S HUTCHESON, JD WEAVER, N THAREJA, I ROZENBAUM and K PAK

University of Maryland, College Park, MD 20742, USA

Background and objectives
Pathogenesis by Pseudomonas syringae is predicted to involve adhesion of the bacteria to plant cells, induced hrp gene expression, assembly of a hrp-encoded protein translocation apparatus (PTA), and translocation of pathogenicity and host-range determinants into target plant cells [1]. A critical component of this model is the mechanism coordinating the assembly of the PTA and translocation of pathogenicity and host-range determinants, such as avr genes . Expression of the P. syringae hrp regulon has been reported to be affected by a variety of environmental conditions. By reconstituting a functional regulatory system in E. coli, we showed that the proteins HrpR, HrpS and HrpL mediate the regulation of the hrp regulon. HrpR and HrpS specifically activate the hrpL promoter, and HrpL is an alternative sigma factor that directs expression of hrp and avr transcriptional units by recognizing a conserved promoter sequence. The mechanism by which environmental stimuli affect expression of the hrp regulon genes in P. syringae strains is not obvious from the physical properties of HrpR, HrpS or HrpL.

Results and conclusions
Because an alternative mechanism for the activity of HrpR and HrpS has been proposed, we initially explored the role of HrpR and HrpS in the regulation of the hrpL promoter. As before, both proteins were required for maximal activity of the hrpL promoter. The interaction of HrpR with HrpS was confirmed by using a yeast two-hybrid assay. A yeast one-hybrid assay was then used to investigate the interaction of HrpR and HrpS with a putative enhancer-binding motif.

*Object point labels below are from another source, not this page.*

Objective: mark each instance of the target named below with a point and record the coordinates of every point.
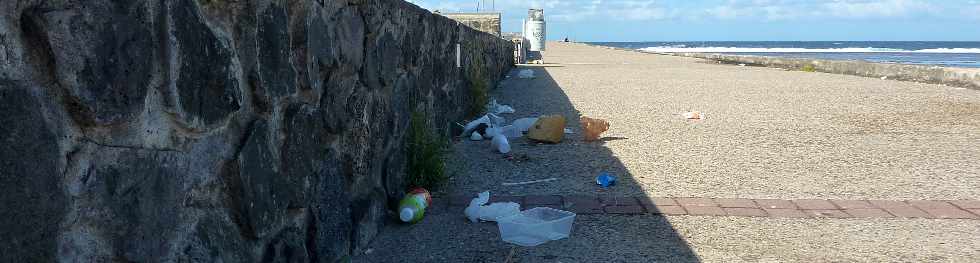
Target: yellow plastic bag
(593, 127)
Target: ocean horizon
(964, 54)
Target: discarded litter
(605, 180)
(694, 115)
(549, 128)
(495, 108)
(518, 127)
(536, 226)
(530, 182)
(493, 212)
(501, 144)
(593, 127)
(412, 207)
(526, 74)
(491, 132)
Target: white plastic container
(536, 226)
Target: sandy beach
(768, 133)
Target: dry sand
(769, 133)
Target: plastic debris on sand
(526, 74)
(549, 128)
(593, 127)
(694, 115)
(605, 180)
(495, 108)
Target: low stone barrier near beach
(960, 77)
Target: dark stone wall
(217, 130)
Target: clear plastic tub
(535, 226)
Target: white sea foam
(677, 49)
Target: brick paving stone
(926, 204)
(868, 213)
(668, 210)
(743, 211)
(625, 209)
(503, 198)
(966, 204)
(619, 201)
(694, 201)
(888, 204)
(735, 202)
(906, 212)
(775, 203)
(853, 204)
(648, 201)
(582, 204)
(832, 213)
(814, 204)
(542, 200)
(949, 213)
(782, 212)
(548, 206)
(704, 210)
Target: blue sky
(740, 20)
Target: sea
(938, 53)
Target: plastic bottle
(412, 207)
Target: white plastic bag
(473, 211)
(496, 211)
(526, 74)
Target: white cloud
(767, 10)
(877, 9)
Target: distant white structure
(534, 29)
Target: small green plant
(478, 87)
(426, 151)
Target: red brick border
(699, 206)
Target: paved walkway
(800, 208)
(805, 167)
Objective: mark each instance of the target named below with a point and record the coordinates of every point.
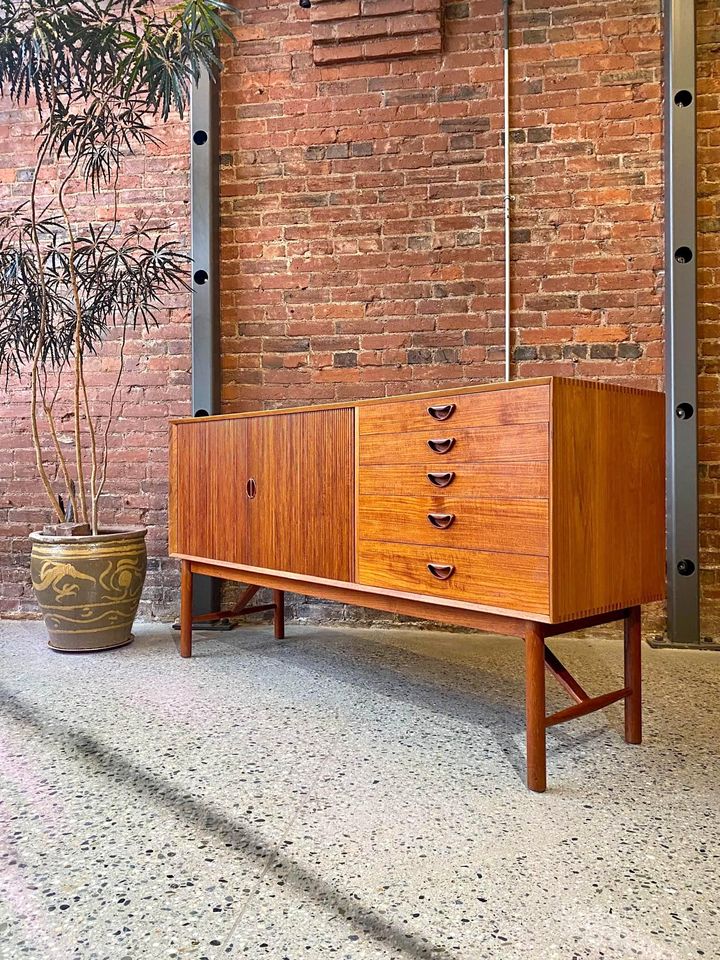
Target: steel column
(680, 324)
(204, 204)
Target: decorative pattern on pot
(89, 588)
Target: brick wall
(362, 227)
(708, 105)
(156, 383)
(362, 202)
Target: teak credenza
(529, 509)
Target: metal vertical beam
(204, 203)
(680, 324)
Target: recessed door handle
(442, 446)
(441, 520)
(441, 571)
(441, 479)
(442, 412)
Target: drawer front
(448, 446)
(514, 405)
(504, 481)
(501, 580)
(511, 526)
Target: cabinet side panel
(172, 491)
(608, 498)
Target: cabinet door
(208, 495)
(300, 518)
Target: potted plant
(103, 76)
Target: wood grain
(511, 526)
(359, 404)
(535, 708)
(504, 480)
(490, 579)
(525, 441)
(503, 621)
(528, 405)
(208, 494)
(301, 518)
(608, 498)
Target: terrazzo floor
(349, 794)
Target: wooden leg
(185, 609)
(279, 616)
(633, 676)
(535, 707)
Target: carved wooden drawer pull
(442, 446)
(441, 479)
(443, 412)
(441, 571)
(441, 520)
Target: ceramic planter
(89, 588)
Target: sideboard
(530, 509)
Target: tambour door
(299, 493)
(208, 505)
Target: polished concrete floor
(349, 794)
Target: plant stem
(79, 390)
(50, 417)
(37, 353)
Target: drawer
(502, 580)
(503, 480)
(512, 526)
(447, 446)
(487, 408)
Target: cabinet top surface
(430, 394)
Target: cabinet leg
(633, 676)
(535, 707)
(185, 609)
(279, 616)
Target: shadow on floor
(491, 701)
(238, 837)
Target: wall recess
(345, 31)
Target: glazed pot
(89, 588)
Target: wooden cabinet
(257, 491)
(528, 508)
(301, 515)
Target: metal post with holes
(204, 203)
(680, 325)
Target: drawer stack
(453, 497)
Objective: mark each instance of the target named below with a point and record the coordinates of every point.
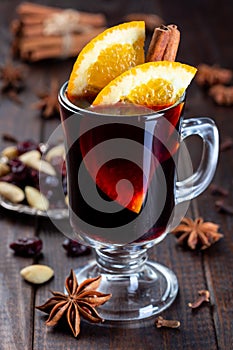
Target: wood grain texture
(206, 38)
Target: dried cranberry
(74, 248)
(26, 146)
(27, 246)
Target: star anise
(48, 103)
(81, 300)
(12, 80)
(197, 233)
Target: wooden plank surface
(206, 37)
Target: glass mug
(130, 180)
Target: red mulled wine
(121, 172)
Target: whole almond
(11, 192)
(36, 199)
(10, 152)
(56, 151)
(4, 169)
(37, 273)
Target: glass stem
(120, 261)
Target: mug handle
(198, 181)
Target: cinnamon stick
(164, 44)
(35, 49)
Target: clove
(162, 322)
(204, 295)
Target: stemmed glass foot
(140, 288)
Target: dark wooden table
(206, 37)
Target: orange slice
(108, 55)
(150, 84)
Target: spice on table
(217, 190)
(224, 208)
(210, 75)
(42, 32)
(75, 248)
(226, 144)
(197, 233)
(81, 300)
(12, 78)
(204, 295)
(164, 44)
(27, 246)
(222, 95)
(48, 103)
(162, 322)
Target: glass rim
(65, 102)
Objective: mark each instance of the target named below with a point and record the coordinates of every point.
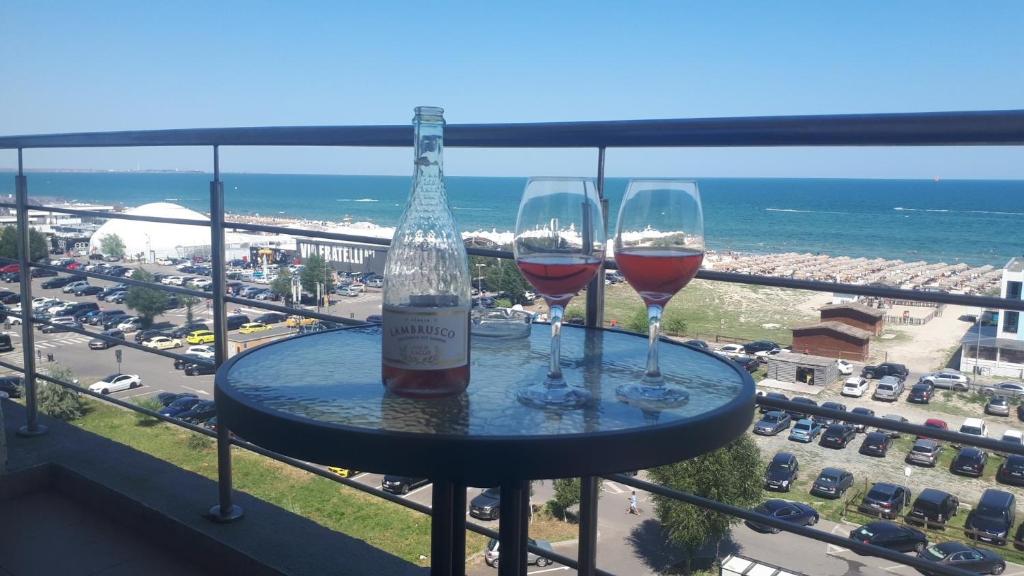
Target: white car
(731, 351)
(856, 386)
(844, 367)
(116, 382)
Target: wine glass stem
(653, 331)
(555, 369)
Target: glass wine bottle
(426, 305)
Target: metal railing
(956, 128)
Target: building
(833, 339)
(855, 315)
(997, 348)
(803, 369)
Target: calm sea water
(977, 221)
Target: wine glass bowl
(658, 249)
(558, 246)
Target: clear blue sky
(74, 66)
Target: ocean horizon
(973, 221)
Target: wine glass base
(652, 396)
(554, 396)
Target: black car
(401, 484)
(958, 554)
(969, 461)
(776, 396)
(832, 483)
(772, 423)
(837, 436)
(795, 512)
(933, 507)
(1012, 471)
(486, 504)
(10, 385)
(781, 471)
(886, 500)
(862, 412)
(825, 420)
(892, 536)
(921, 393)
(100, 343)
(885, 369)
(876, 444)
(991, 520)
(197, 368)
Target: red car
(934, 423)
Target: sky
(101, 66)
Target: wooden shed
(833, 339)
(855, 315)
(803, 369)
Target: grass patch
(389, 527)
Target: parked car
(991, 520)
(772, 423)
(116, 382)
(925, 452)
(861, 411)
(886, 369)
(794, 512)
(837, 436)
(806, 429)
(401, 484)
(781, 471)
(997, 406)
(832, 483)
(885, 499)
(486, 504)
(889, 388)
(876, 444)
(957, 554)
(933, 508)
(856, 386)
(921, 393)
(890, 535)
(969, 461)
(949, 379)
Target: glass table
(320, 398)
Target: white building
(997, 348)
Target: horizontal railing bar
(807, 532)
(936, 128)
(951, 436)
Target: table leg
(448, 529)
(513, 531)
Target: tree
(57, 401)
(315, 271)
(112, 245)
(146, 301)
(727, 475)
(282, 286)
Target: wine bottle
(426, 305)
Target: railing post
(589, 490)
(32, 426)
(595, 290)
(224, 510)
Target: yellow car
(253, 327)
(343, 472)
(201, 337)
(296, 321)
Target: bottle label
(425, 337)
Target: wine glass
(558, 246)
(658, 249)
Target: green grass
(389, 527)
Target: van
(991, 519)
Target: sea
(973, 221)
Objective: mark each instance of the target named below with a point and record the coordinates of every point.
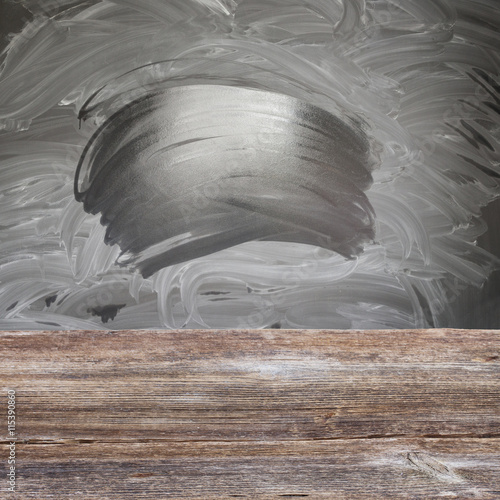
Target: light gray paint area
(247, 164)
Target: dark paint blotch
(106, 313)
(50, 300)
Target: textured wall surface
(224, 163)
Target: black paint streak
(106, 313)
(50, 300)
(171, 188)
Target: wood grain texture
(257, 414)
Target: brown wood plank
(210, 414)
(365, 468)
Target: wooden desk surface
(253, 414)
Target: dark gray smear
(197, 169)
(106, 313)
(50, 300)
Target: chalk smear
(247, 164)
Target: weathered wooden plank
(213, 414)
(354, 469)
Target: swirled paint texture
(247, 164)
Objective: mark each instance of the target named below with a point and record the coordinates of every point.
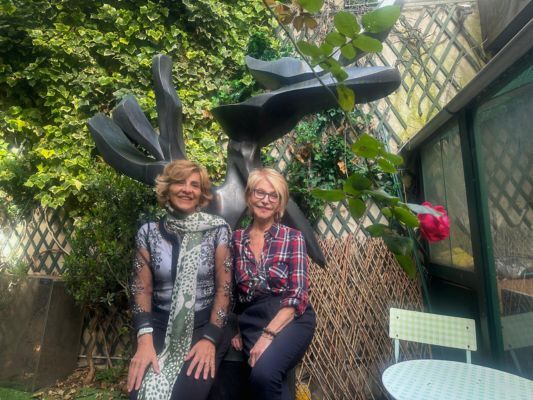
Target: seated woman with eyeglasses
(276, 321)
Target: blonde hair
(177, 171)
(276, 180)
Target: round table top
(439, 379)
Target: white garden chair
(435, 329)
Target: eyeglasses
(261, 194)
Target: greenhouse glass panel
(503, 127)
(444, 184)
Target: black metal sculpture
(250, 125)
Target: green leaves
(328, 195)
(309, 49)
(335, 39)
(357, 208)
(367, 146)
(346, 97)
(346, 24)
(359, 181)
(368, 44)
(406, 217)
(312, 6)
(381, 19)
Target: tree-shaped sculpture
(250, 125)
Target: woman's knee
(264, 377)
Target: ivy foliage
(319, 160)
(98, 267)
(62, 61)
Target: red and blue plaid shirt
(282, 270)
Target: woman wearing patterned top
(181, 290)
(276, 321)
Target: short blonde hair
(177, 171)
(276, 180)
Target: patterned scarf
(181, 320)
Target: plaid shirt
(282, 269)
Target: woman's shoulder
(238, 234)
(288, 232)
(147, 227)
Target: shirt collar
(272, 232)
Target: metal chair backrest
(517, 332)
(440, 330)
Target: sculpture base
(40, 330)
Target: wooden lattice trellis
(352, 297)
(40, 241)
(436, 48)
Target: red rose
(434, 228)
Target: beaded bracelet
(144, 331)
(270, 333)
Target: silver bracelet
(144, 331)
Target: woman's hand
(236, 342)
(259, 347)
(203, 359)
(144, 356)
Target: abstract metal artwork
(250, 125)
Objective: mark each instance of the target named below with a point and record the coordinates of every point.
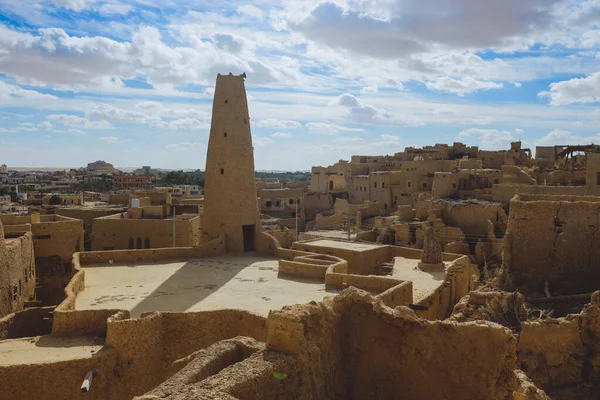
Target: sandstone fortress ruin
(445, 272)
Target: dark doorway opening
(248, 232)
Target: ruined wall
(504, 193)
(464, 183)
(512, 175)
(230, 200)
(124, 199)
(364, 262)
(331, 222)
(61, 237)
(315, 203)
(398, 355)
(358, 188)
(116, 234)
(592, 176)
(17, 272)
(29, 322)
(87, 215)
(318, 180)
(491, 159)
(381, 191)
(282, 203)
(553, 239)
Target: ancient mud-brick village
(443, 272)
(299, 200)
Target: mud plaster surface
(235, 282)
(47, 349)
(344, 245)
(424, 282)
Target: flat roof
(245, 282)
(355, 246)
(47, 349)
(424, 282)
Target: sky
(131, 82)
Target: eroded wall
(553, 239)
(117, 233)
(17, 272)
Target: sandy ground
(356, 246)
(47, 349)
(328, 235)
(237, 282)
(424, 283)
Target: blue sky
(131, 83)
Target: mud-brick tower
(230, 204)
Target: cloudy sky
(131, 82)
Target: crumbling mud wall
(195, 373)
(147, 347)
(60, 237)
(110, 233)
(562, 355)
(553, 239)
(505, 192)
(471, 216)
(59, 380)
(87, 215)
(28, 322)
(360, 262)
(398, 356)
(17, 272)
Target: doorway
(248, 232)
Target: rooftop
(47, 349)
(227, 282)
(355, 246)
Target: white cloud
(9, 92)
(576, 90)
(78, 122)
(278, 124)
(379, 29)
(461, 86)
(228, 42)
(349, 140)
(329, 129)
(111, 113)
(27, 126)
(250, 11)
(186, 146)
(75, 5)
(281, 135)
(190, 124)
(114, 9)
(262, 141)
(68, 131)
(444, 111)
(369, 90)
(363, 113)
(491, 139)
(560, 136)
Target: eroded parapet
(372, 351)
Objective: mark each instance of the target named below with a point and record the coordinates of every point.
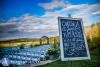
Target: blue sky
(34, 18)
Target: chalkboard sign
(73, 42)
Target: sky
(37, 18)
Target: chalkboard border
(61, 42)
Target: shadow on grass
(94, 62)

In an attempt to identify new regulatory factors controlling expression of the hrp regulon, we initiated a search for constitutive up mutants. A constitutive up phenotype is likely be caused by: (i) enhanced hrpL expression caused by a promoter mutation; (ii) altered expression or activity of presently unidentified positive transcriptional factors, such as HrpX and HrpY recently identified in Erwinia amylovora; (iii) nonsense mutations in a negative-acting determinant; or (iv) mutations affecting signal transduction cascade-mediating apparent contact-dependent regulation, as described below. Several apparent up mutants were detected in a chemically mutagenized population of cells. Plant responses to these mutants were more rapid than the wild type, as expected for the constitutive up phenotype. The properties of the mutated genes and their role in transducing environmental signals known or proposed to affect hrp expression will be discussed.

Finally, the size and complexity of the HrpL-dependent regulon has not been determined in any P. syringae strain. A unifying feature of the hrp-encoded PTA and the proteins secreted by this apparatus is their regulation by HrpL. For example, all avr genes characterized thus far from P. syringae strains and the dsp genes of E. amylovora are regulated by HrpL. This opens the possibility of using this property to identify novel pathogenicity and host-range determinants in P. syringae strains. For these experiments, we developed a simple plate assay to identify HrpL-regulated genes. The properties of this genetic screen and its application to identifying P. syringae pathogenicity factors will be presented.

References
1. Hutcheson SW, 1997. In Stacey G, Keen N, eds, Plant-Microbe Interactions, Vol. 3. Chapman & Hall, NewYork, pp. 145-179.